WSJ Story About Biden 'Slipping' Is Hot Topic in DC

Newspaper offers critical assessment as Democrats complain about bias
By John Johnson,  Newser Staff
Posted Jun 6, 2024 8:44 AM CDT
WSJ Story About Biden 'Slipping' Is Hot Topic in DC
President Biden speaks at the White House Tuesday, June 4, 2024.   (AP Photo/Manuel Balce Ceneta)

One of the stories causing the biggest kerfuffle in DC this week is a 3,000-word piece in the Wall Street Journal whose headline provides the gist: "Behind Closed Doors, Biden Shows Signs of Slipping." It's based on interviews with more than 45 people over a span of several months, and it has Democrats firing back that it's a biased and inaccurate hit piece.

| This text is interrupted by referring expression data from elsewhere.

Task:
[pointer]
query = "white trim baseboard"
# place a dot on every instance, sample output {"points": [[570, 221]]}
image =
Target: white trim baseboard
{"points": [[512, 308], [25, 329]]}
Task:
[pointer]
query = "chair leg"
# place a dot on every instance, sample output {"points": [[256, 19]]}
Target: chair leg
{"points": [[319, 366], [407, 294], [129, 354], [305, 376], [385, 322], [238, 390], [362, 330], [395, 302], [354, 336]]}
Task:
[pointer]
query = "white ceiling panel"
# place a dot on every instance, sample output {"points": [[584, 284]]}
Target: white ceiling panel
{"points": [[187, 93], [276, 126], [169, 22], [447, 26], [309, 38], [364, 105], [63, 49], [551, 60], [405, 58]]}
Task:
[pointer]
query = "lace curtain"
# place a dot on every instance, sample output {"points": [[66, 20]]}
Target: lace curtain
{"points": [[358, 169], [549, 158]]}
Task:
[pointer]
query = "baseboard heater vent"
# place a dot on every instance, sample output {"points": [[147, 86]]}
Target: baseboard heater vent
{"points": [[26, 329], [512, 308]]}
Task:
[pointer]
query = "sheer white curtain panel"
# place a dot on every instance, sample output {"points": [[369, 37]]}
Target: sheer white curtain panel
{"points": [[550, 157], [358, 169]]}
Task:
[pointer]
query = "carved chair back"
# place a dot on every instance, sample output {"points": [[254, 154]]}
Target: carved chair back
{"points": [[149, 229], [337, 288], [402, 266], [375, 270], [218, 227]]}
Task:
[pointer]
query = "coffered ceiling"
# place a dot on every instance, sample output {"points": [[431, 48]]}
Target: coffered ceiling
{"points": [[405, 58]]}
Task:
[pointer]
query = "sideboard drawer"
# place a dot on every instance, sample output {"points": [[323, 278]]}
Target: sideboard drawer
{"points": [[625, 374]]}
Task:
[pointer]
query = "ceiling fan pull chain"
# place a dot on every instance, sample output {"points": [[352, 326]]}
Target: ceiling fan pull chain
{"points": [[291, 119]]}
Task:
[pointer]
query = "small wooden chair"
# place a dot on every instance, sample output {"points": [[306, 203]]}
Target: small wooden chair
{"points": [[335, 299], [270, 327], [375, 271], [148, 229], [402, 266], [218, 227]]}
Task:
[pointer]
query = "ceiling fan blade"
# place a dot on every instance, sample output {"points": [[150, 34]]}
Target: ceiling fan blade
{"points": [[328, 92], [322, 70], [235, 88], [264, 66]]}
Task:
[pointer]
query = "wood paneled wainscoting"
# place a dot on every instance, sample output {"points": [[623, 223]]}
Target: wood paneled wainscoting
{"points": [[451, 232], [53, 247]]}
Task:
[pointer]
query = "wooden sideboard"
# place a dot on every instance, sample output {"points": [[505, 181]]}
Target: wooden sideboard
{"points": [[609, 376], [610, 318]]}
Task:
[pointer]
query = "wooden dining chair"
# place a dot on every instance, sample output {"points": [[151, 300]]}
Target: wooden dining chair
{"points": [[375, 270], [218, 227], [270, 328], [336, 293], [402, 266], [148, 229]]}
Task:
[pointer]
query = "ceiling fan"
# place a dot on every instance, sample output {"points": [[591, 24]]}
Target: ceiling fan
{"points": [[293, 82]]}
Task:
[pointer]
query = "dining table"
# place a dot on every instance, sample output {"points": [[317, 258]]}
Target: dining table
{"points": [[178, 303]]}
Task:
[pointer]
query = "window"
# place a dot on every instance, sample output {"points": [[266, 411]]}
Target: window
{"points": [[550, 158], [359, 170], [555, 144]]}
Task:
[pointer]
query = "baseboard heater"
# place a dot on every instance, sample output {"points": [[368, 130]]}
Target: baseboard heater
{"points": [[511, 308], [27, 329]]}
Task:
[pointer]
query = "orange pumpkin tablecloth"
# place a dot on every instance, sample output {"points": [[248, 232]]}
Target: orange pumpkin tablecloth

  • On the record: The only person who goes on the record questioning the 81-year-old president's acuity in the story is former House Speaker Kevin McCarthy. "I used to meet with him when he was vice president," he says. "I'd go to his house. He's not the same person."
  • Examples: The story asserts that Biden routinely uses notecards to read obvious points at bipartisan meetings, speaks so softly it can be difficult to hear him, and sometimes gets his administration's policies wrong. In one example of the latter, Biden reportedly misstated in a conversation with House Speaker Mike Johnson that a major energy policy change was merely a study. "Johnson worried the president's memory had slipped about the details of his own policy," the story says, quoting people present. It also ticks off examples of Biden jumbling up facts in public, though it balances that with examples of Donald Trump doing the same.

  • Or not? As for the above example of Biden calling the policy change a study, Politico notes that the "administration has routinely used that terminology before." And it notes that several Democratic lawmakers, including Sen. Patty Murray and former House Speaker Nancy Pelosi, have complained that their on-the-record rebuttals to the newspaper's assessment were not included. Meanwhile, several Republican senators, including Mitt Romney and Thom Tillis, rejected the worrying portrayal of Biden, as did figures such as Joe Scarborough on his Morning Joe program.
  • Pushback: "Complete and utter editorial fail by the @wsj," White House communications director Ben LaBolt tweeted. "Makes you wonder who they're taking orders from." It's a not-so-subtle reference to the newspaper's owner, Rupert Murdoch. Amid the pushback, the Journal tells the Hill that it stands by its reporting.